So Lucy desisted and every one went to bed, and, for crying is very tiring, to sleep. But not for long.

Lucy was awakened in her bed of soft dry seaweed by the sound of the castle alarm bell, and by the blaring of trumpets and the shouting of many voices. A bright light shone in at the window of her room. She jumped up and ran to the window and leaned out. Below lay the great courtyard of the castle, a moving sea of people on which hundreds of torches seemed to float, and the sound of shouting rose in the air as foam rises in the wind.

'The Fear! The Fear!' people were shouting. 'To the ark! to the ark!' And the black night that pressed round the castle was loud with the wild roar of waves and the shriek of a tumultuous wind.

Lucy ran to the door of her room. But suddenly she stopped.

'My clothes,' she said. And dressed herself hastily. For she perceived that her own petticoats and shoes were likely to have better wearing qualities than seaweed could possess, and if they were all going to take refuge in the ark, she felt she would rather have her own clothes on.

'Mr. Noah is sure to come for me,' she most sensibly told herself. 'And I'll get as many clothes on as I can.' Her own dress, of course, had been left at Polistopolis, but the ballet dress would be better than the seaweed tunic. When she was dressed she ran into Philip's room and rolled his clothes into a little bundle and carried it under her arm as she ran down the stairs. Half-way down she met Mr. Noah coming up.

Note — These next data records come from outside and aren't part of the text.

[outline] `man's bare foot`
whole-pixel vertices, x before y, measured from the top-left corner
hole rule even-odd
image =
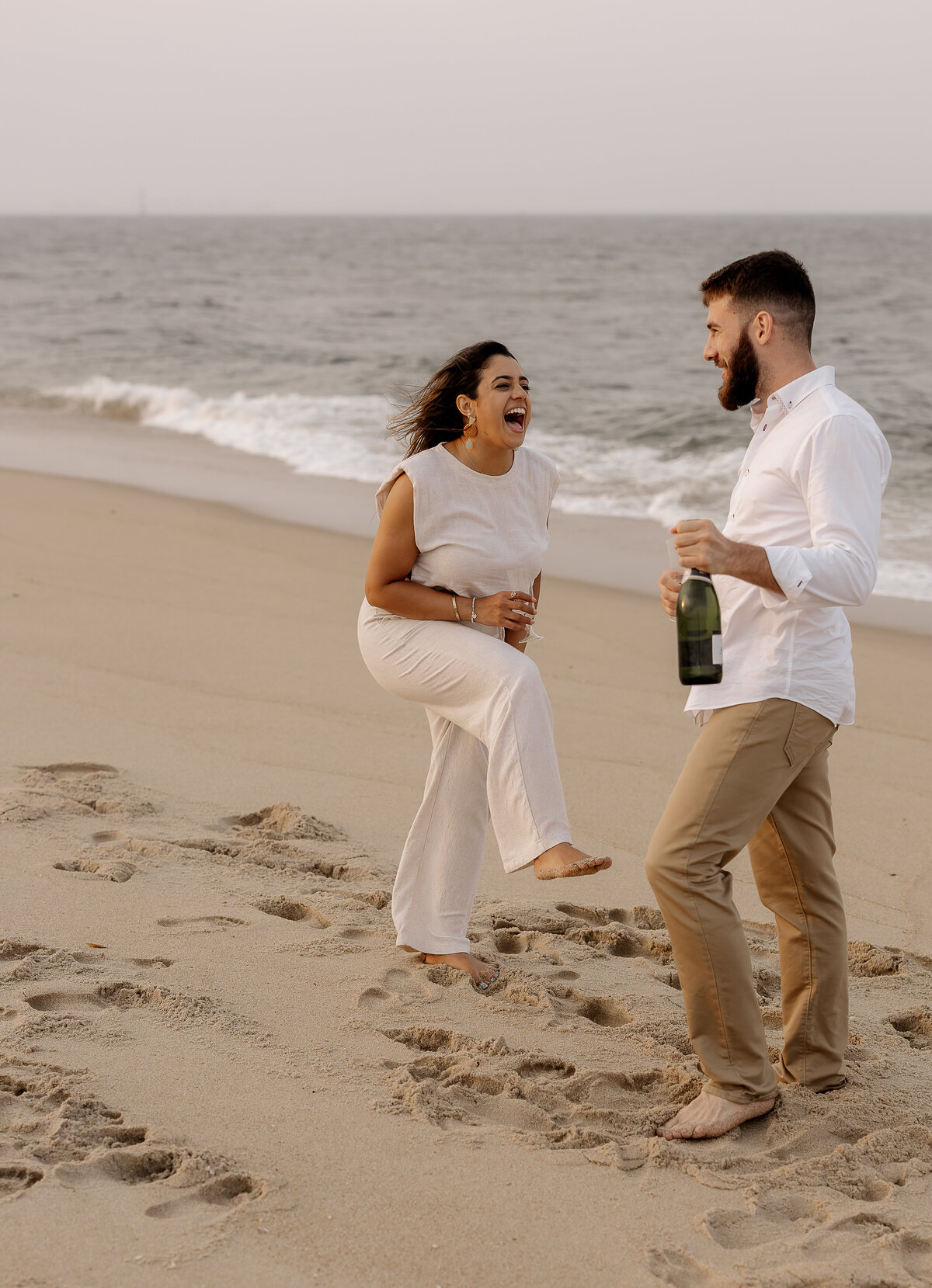
[[[490,966],[472,953],[424,953],[424,961],[428,966],[452,966],[454,970],[465,971],[483,992],[499,978],[498,966]]]
[[[713,1136],[724,1136],[732,1127],[739,1127],[752,1118],[768,1114],[775,1104],[776,1096],[768,1096],[766,1100],[750,1100],[739,1105],[733,1100],[724,1100],[723,1096],[714,1096],[703,1087],[695,1100],[683,1105],[663,1127],[657,1127],[657,1136],[664,1136],[666,1140],[712,1140]]]
[[[534,875],[539,881],[552,881],[554,877],[588,877],[610,867],[611,859],[593,859],[590,854],[583,854],[575,845],[565,841],[536,857]]]

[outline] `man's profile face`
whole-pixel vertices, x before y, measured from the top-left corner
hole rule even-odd
[[[761,363],[748,335],[749,318],[735,312],[731,296],[722,295],[709,303],[705,326],[709,339],[703,357],[722,372],[718,401],[726,411],[737,411],[757,398]]]

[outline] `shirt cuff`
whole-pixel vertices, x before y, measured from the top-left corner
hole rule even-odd
[[[772,590],[761,587],[761,601],[764,608],[786,608],[795,604],[806,594],[806,587],[812,581],[810,568],[802,550],[795,546],[764,546],[770,571],[773,580],[782,590],[782,595],[775,595]]]

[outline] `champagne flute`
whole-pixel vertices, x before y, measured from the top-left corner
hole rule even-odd
[[[522,568],[510,568],[508,571],[508,582],[512,586],[517,586],[522,591],[525,590],[525,587],[527,587],[527,594],[531,596],[531,599],[536,599],[536,595],[534,594],[535,578],[531,577],[531,583],[529,586],[527,581],[525,580],[526,576],[527,574]],[[518,609],[518,612],[522,612],[522,609]],[[525,634],[518,640],[518,644],[530,644],[532,640],[543,640],[543,638],[544,638],[543,635],[538,635],[538,632],[534,629],[534,625],[529,622],[527,626],[525,627]]]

'Ah! you're ready,' he said; 'it is well. Do not be alarmed, my Lucy. The tide is rising but slowly. There will be time for every one to escape. All is in train, and the embarkation of the animals is even now in progress. There has been a little delay in sorting the beasts into pairs. But we are getting on. The Lord High Islander is showing remarkable qualities. All the big animals are on board; the pigs were being coaxed on as I came up. And the ant-eaters are having a late supper. Do not be alarmed.'

'I can't help being alarmed,' said Lucy, slipping her free hand into Mr. Noah's, 'but I won't cry or be silly. Oh, I do wish Philip was here.'

'Most unreasonable of girl children,' said Mr. Noah; 'we are in danger and you wish him to be here to share it?'

'Oh, we are in danger, are we?' said Lucy quickly. 'I thought you said I wasn't to be alarmed.'

'No more you are,' said Mr. Noah shortly; 'of course you're in danger. But there's me. And there's the ark. What more do you want?'

'Nothing,' Lucy answered in a very small voice, and the two made their way to a raised platform overlooking the long inclined road which led up to the tower on which the ark had been built. A long procession toiled slowly up it of animals in pairs, urged and goaded by the M.A.'s under the orders of the Lord High Islander.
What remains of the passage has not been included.